“Questa volta acciuffo finalmente l’eroe della mia vita. Fin dall’adolescenza questa passione non mi ha mai lasciato”. Commenta così Yves Jeuland la scelta di incentrare il suo nuovo documentario su Yves Montand nel doppio ruolo di icona personale del regista e popolare. L’entusiasmo e l’ammirazione per il divo Montand si colgono dietro ogni scelta di fotografia, sequenza e testimonianza. Combinati con un lavoro critico e di archivio meticoloso che ha permesso di ritrovare materiali inediti o poco esplorati, questo entusiasmo ed ammirazione arrivano a contagiare lo spettatore: davvero Montand finisce per appartenerci, nei suoi successi, nelle sue scelte, talvolta coraggiose, altre volte controverse, nei suoi dubbi, nelle sue fragilità.

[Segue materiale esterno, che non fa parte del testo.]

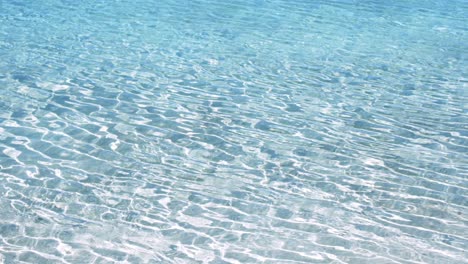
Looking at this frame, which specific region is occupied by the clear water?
[0,0,468,263]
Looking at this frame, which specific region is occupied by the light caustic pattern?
[0,0,468,263]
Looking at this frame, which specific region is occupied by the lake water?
[0,0,468,264]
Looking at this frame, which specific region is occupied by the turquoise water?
[0,0,468,263]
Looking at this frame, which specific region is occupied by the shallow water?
[0,0,468,263]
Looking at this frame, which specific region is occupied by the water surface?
[0,0,468,263]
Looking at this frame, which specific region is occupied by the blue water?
[0,0,468,263]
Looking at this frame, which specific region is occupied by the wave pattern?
[0,0,468,263]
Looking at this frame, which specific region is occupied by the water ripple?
[0,0,468,263]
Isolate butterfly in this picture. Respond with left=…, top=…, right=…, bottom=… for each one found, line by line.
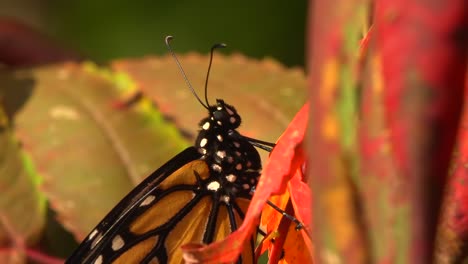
left=65, top=36, right=274, bottom=264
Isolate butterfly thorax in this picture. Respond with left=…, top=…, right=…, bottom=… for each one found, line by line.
left=195, top=99, right=261, bottom=198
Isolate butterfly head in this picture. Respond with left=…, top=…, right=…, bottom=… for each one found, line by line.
left=210, top=99, right=241, bottom=131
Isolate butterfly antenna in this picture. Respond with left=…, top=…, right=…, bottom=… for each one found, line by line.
left=205, top=43, right=227, bottom=105
left=165, top=36, right=209, bottom=110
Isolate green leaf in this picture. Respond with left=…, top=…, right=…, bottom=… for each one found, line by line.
left=15, top=64, right=187, bottom=240
left=0, top=105, right=46, bottom=246
left=112, top=53, right=307, bottom=145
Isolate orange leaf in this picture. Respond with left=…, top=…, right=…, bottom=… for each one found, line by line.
left=182, top=104, right=309, bottom=264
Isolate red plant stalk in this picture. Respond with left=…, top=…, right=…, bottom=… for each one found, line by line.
left=307, top=0, right=369, bottom=263
left=374, top=0, right=468, bottom=263
left=435, top=76, right=468, bottom=263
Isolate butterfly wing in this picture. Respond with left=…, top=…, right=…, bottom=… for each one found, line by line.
left=65, top=147, right=254, bottom=264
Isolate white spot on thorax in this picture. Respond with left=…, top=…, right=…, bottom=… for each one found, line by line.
left=200, top=138, right=208, bottom=148
left=220, top=195, right=231, bottom=204
left=93, top=255, right=103, bottom=264
left=216, top=150, right=226, bottom=159
left=226, top=174, right=237, bottom=182
left=206, top=181, right=221, bottom=192
left=88, top=229, right=99, bottom=240
left=140, top=195, right=156, bottom=206
left=112, top=235, right=125, bottom=251
left=211, top=164, right=223, bottom=172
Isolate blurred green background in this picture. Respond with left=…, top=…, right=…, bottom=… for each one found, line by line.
left=0, top=0, right=307, bottom=66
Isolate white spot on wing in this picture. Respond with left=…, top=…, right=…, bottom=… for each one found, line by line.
left=226, top=174, right=237, bottom=182
left=140, top=195, right=156, bottom=206
left=220, top=195, right=231, bottom=204
left=206, top=181, right=221, bottom=192
left=112, top=235, right=125, bottom=251
left=49, top=105, right=80, bottom=120
left=200, top=138, right=208, bottom=148
left=211, top=164, right=223, bottom=172
left=93, top=255, right=103, bottom=264
left=216, top=150, right=226, bottom=159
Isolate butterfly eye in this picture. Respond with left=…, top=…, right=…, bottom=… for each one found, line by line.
left=213, top=110, right=229, bottom=123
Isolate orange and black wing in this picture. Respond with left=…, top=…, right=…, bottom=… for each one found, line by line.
left=65, top=147, right=254, bottom=264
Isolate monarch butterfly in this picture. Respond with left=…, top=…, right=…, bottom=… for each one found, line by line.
left=65, top=36, right=274, bottom=264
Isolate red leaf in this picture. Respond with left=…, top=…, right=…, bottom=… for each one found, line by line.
left=182, top=104, right=309, bottom=264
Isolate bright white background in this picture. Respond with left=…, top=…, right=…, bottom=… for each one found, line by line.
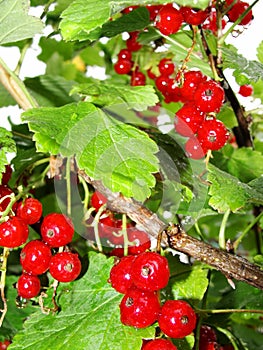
left=0, top=0, right=263, bottom=128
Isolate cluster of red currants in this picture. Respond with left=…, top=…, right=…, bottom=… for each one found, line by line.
left=0, top=168, right=81, bottom=299
left=109, top=251, right=196, bottom=349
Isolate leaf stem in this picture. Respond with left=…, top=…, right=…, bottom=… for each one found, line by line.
left=233, top=212, right=263, bottom=250
left=0, top=248, right=9, bottom=327
left=218, top=209, right=230, bottom=249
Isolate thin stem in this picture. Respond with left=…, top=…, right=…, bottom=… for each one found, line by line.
left=218, top=209, right=230, bottom=249
left=233, top=212, right=263, bottom=250
left=0, top=58, right=38, bottom=110
left=0, top=248, right=9, bottom=327
left=66, top=157, right=71, bottom=216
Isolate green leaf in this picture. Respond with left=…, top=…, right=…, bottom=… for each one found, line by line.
left=71, top=80, right=158, bottom=111
left=60, top=0, right=209, bottom=41
left=22, top=102, right=158, bottom=201
left=207, top=164, right=263, bottom=213
left=222, top=45, right=263, bottom=85
left=10, top=252, right=155, bottom=350
left=0, top=127, right=16, bottom=181
left=0, top=0, right=43, bottom=45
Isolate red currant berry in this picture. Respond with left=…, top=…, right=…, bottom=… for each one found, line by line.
left=114, top=59, right=132, bottom=74
left=20, top=240, right=52, bottom=275
left=40, top=213, right=74, bottom=248
left=141, top=339, right=177, bottom=350
left=126, top=32, right=142, bottom=51
left=131, top=71, right=146, bottom=86
left=175, top=103, right=204, bottom=136
left=158, top=300, right=196, bottom=338
left=1, top=164, right=13, bottom=185
left=16, top=198, right=42, bottom=225
left=17, top=273, right=41, bottom=299
left=146, top=5, right=163, bottom=21
left=131, top=252, right=170, bottom=291
left=49, top=252, right=81, bottom=282
left=179, top=6, right=210, bottom=26
left=0, top=340, right=11, bottom=350
left=158, top=58, right=175, bottom=77
left=154, top=4, right=183, bottom=35
left=120, top=287, right=160, bottom=328
left=109, top=255, right=135, bottom=294
left=184, top=136, right=208, bottom=159
left=90, top=191, right=107, bottom=211
left=197, top=118, right=229, bottom=151
left=238, top=85, right=253, bottom=97
left=118, top=49, right=132, bottom=61
left=194, top=80, right=225, bottom=113
left=227, top=0, right=253, bottom=25
left=0, top=216, right=29, bottom=248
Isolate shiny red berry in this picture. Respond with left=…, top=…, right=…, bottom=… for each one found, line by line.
left=193, top=80, right=225, bottom=113
left=154, top=4, right=183, bottom=35
left=17, top=273, right=41, bottom=299
left=49, top=252, right=81, bottom=282
left=197, top=118, right=229, bottom=151
left=131, top=252, right=170, bottom=291
left=16, top=198, right=42, bottom=225
left=158, top=300, right=196, bottom=338
left=238, top=85, right=253, bottom=97
left=141, top=339, right=177, bottom=350
left=20, top=240, right=52, bottom=275
left=40, top=213, right=74, bottom=248
left=109, top=255, right=135, bottom=294
left=0, top=216, right=29, bottom=248
left=120, top=287, right=160, bottom=328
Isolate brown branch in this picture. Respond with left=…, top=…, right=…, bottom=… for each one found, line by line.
left=79, top=171, right=263, bottom=289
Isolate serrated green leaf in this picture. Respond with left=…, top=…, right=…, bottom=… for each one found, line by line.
left=0, top=0, right=43, bottom=45
left=207, top=164, right=263, bottom=213
left=22, top=102, right=158, bottom=201
left=10, top=252, right=155, bottom=350
left=71, top=80, right=159, bottom=111
left=222, top=45, right=263, bottom=85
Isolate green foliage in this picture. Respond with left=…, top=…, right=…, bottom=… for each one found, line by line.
left=0, top=0, right=43, bottom=45
left=10, top=252, right=157, bottom=350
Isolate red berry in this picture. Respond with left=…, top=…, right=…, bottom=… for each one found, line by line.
left=126, top=32, right=142, bottom=51
left=158, top=58, right=175, bottom=77
left=49, top=252, right=81, bottom=282
left=109, top=255, right=135, bottom=294
left=0, top=164, right=13, bottom=186
left=227, top=0, right=253, bottom=25
left=146, top=5, right=163, bottom=21
left=141, top=339, right=177, bottom=350
left=158, top=300, right=196, bottom=338
left=118, top=49, right=132, bottom=61
left=184, top=136, right=208, bottom=159
left=238, top=85, right=253, bottom=97
left=20, top=240, right=52, bottom=275
left=175, top=103, right=204, bottom=136
left=120, top=287, right=160, bottom=328
left=155, top=4, right=183, bottom=35
left=197, top=118, right=229, bottom=151
left=17, top=273, right=41, bottom=299
left=194, top=80, right=225, bottom=113
left=16, top=198, right=42, bottom=225
left=131, top=71, right=146, bottom=86
left=131, top=252, right=170, bottom=291
left=0, top=216, right=29, bottom=248
left=179, top=6, right=209, bottom=26
left=114, top=59, right=132, bottom=74
left=40, top=213, right=74, bottom=248
left=90, top=191, right=107, bottom=211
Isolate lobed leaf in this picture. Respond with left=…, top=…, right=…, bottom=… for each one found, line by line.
left=22, top=102, right=159, bottom=201
left=10, top=252, right=155, bottom=350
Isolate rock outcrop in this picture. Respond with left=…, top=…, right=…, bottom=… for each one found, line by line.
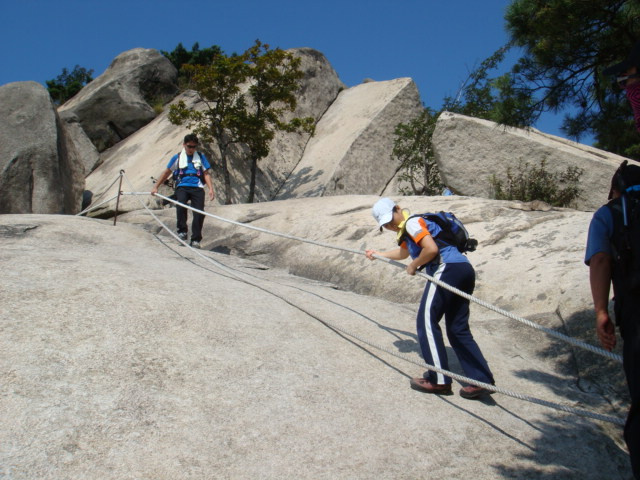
left=0, top=207, right=630, bottom=480
left=0, top=82, right=84, bottom=214
left=59, top=48, right=178, bottom=152
left=276, top=78, right=422, bottom=199
left=433, top=112, right=625, bottom=211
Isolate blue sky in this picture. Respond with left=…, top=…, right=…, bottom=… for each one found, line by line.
left=0, top=0, right=580, bottom=142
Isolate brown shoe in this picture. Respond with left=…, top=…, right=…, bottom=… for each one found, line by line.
left=410, top=378, right=453, bottom=395
left=460, top=385, right=491, bottom=399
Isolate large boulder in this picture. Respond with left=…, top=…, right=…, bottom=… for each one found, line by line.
left=60, top=111, right=100, bottom=175
left=0, top=212, right=630, bottom=480
left=59, top=48, right=178, bottom=152
left=0, top=82, right=84, bottom=214
left=433, top=112, right=625, bottom=211
left=252, top=48, right=346, bottom=201
left=276, top=78, right=422, bottom=199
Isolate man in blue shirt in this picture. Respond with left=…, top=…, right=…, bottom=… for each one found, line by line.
left=151, top=133, right=214, bottom=248
left=584, top=161, right=640, bottom=479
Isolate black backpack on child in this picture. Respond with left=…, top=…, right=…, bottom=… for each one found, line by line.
left=607, top=160, right=640, bottom=295
left=402, top=212, right=478, bottom=253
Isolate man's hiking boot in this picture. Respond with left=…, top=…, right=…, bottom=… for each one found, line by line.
left=410, top=378, right=453, bottom=395
left=460, top=385, right=491, bottom=399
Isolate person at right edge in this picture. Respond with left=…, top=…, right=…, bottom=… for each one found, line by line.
left=584, top=42, right=640, bottom=480
left=365, top=198, right=494, bottom=399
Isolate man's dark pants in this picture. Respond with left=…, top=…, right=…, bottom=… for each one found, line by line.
left=615, top=292, right=640, bottom=480
left=176, top=187, right=204, bottom=242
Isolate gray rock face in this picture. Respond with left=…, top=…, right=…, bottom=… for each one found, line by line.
left=0, top=82, right=84, bottom=213
left=276, top=78, right=422, bottom=199
left=433, top=113, right=625, bottom=211
left=0, top=208, right=630, bottom=480
left=87, top=48, right=344, bottom=215
left=59, top=48, right=178, bottom=152
left=60, top=111, right=100, bottom=175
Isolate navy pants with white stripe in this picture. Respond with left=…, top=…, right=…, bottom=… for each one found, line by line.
left=417, top=263, right=493, bottom=385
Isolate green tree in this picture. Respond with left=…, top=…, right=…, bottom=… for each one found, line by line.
left=46, top=65, right=93, bottom=105
left=160, top=42, right=222, bottom=88
left=392, top=108, right=444, bottom=195
left=169, top=53, right=248, bottom=204
left=169, top=41, right=314, bottom=203
left=242, top=40, right=315, bottom=203
left=504, top=0, right=640, bottom=158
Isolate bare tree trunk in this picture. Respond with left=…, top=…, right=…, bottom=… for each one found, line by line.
left=247, top=156, right=258, bottom=203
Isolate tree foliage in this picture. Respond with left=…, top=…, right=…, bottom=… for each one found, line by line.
left=490, top=160, right=583, bottom=207
left=46, top=65, right=93, bottom=105
left=243, top=40, right=315, bottom=203
left=503, top=0, right=640, bottom=158
left=169, top=40, right=314, bottom=203
left=160, top=42, right=222, bottom=88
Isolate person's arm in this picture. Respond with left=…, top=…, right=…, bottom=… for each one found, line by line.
left=204, top=170, right=215, bottom=200
left=151, top=168, right=171, bottom=195
left=589, top=252, right=616, bottom=351
left=407, top=235, right=440, bottom=275
left=364, top=247, right=409, bottom=260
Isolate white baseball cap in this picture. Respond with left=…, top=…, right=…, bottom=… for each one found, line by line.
left=372, top=197, right=396, bottom=228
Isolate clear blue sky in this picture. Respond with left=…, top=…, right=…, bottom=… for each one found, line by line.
left=0, top=0, right=580, bottom=142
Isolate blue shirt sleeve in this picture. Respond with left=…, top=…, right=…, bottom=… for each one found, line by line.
left=198, top=152, right=211, bottom=170
left=167, top=153, right=180, bottom=170
left=584, top=205, right=613, bottom=265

Montand est a nous si gioca tutto sulla coesistenza del livello personale e collettivo, sia nella rievocazione del regista del divo della sua vita, sia nella vita di Montand stesso: non solo per l’usuale contrasto tra vita pubblica e vita privata nell’immagine di una star, ma anche e soprattutto per l’impegno politico dell’attore e cantante che nasce dall’incontro privato con la futura moglie Simone Signoret. Un incontro che il documentario definisce come “l’incontro di due sinistre”, quella intellettuale di Signoret e quella proletaria di Montand, figlio di immigrati italiani in fuga dal fascismo.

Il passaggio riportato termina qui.